Workshop: Hierarchical clustering

This exercise involves the illustration of hierarchical clustering and model based clustering using Iris data. We will understand the algorithm of hierarchical clustering and how it can be visualised in a different way. We will also learn how to use agglomerative coefficient to select appropriate linkage in Hierarchical clustering. At the end of the workshop, we will understand why the model based clustering can be a stable alternative to non-model based clustering. You will learn how to implement the models in R.

Hierarchical clustering

iris.scaled <- scale(iris[, -5])

The next step is to compute the Euclidean distances and hierarchical clustering with complete linkage (other linkage such as single, average, centroid, ward.D can also be used).

# Compute distances and hierarchical clustering
dd <- dist(iris.scaled, method = "euclidean")
hc <- hclust(dd, method = "complete")
hc

## 
## Call:
## hclust(d = dd, method = "complete")
## 
## Cluster method   : complete 
## Distance         : euclidean 
## Number of objects: 150

We can visualise the object by using a dendrogram. This will enable us to determine the point to cut the tree, resulting in the number of clusters.

dendros <- as.dendrogram(hc)
plot(dendros, main = "Iris data - Complete linkage",
     ylab = "Height")
abline(h=0.2, lty = 2, col="red")
abline(h=0.428, lty = 2, col="blue")#point 116 and 142 are merged
Hs <- hc$height[(length(hc$height)-4):length(hc$height)]
abline(h=Hs, col=3, lty=2)

The height axis on the dendrogram displays the dissimilarity between observations and/or clusters. The horizontal bars indicate the point at which two clusters/observations are merged. Thus, observations 137 and 149 are merged at a distance (height) of 0.2 (see the red line and carefully read the numbers on the x-axis).
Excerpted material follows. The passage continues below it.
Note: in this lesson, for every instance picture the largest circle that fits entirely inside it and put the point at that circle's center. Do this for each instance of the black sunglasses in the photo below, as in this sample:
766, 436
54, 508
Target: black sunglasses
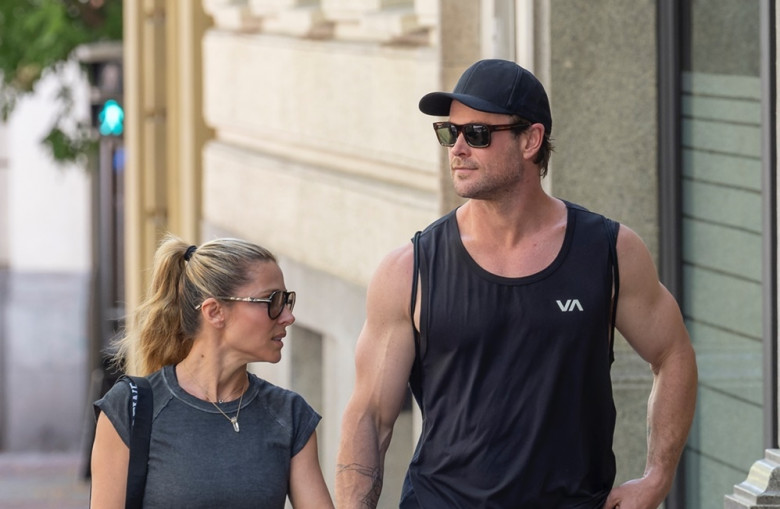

Also, observations 111 and 116 are merged at a height of about 0.428 (see the blue line).

Dissimilarity scores between merged clusters only increases as we run the algorithm. In other words, we can draw a proper dendrogram, where the height of a parent is always higher than height of its daughters. This property is called no inversion property which is illustrated with dashed green lines in the plot.

Visualisation of the plot above can be improved by using the fviz_cluster() and fviz_dend() function in factoextra package (we will be able to see the observations number clearly) as follows:

library(factoextra)

fviz_cluster(list(data=iris.scaled, cluster=cutree(hc, 3)), ellipse.type = "norm")

fviz_dend(hc, k = 3, # Cut in three groups
          cex = 0.5, # label size
          k_colors = c("#2E9FDF", "#00AFBB", "#E7B800"),
          color_labels_by_k = TRUE, # color labels by groups
          ggtheme = theme_gray() # Change theme
)

We can also examine the number of observations in each of the three clusters.

hcut <- cutree(hc, k = 3)
table(hcut)

## hcut
##  1  2  3 
## 49 24 77

The aggregate() function can be used to compute the mean of each variables by clusters using original data.

aggregate(iris[, -5], by=list(cluster=hcut), mean)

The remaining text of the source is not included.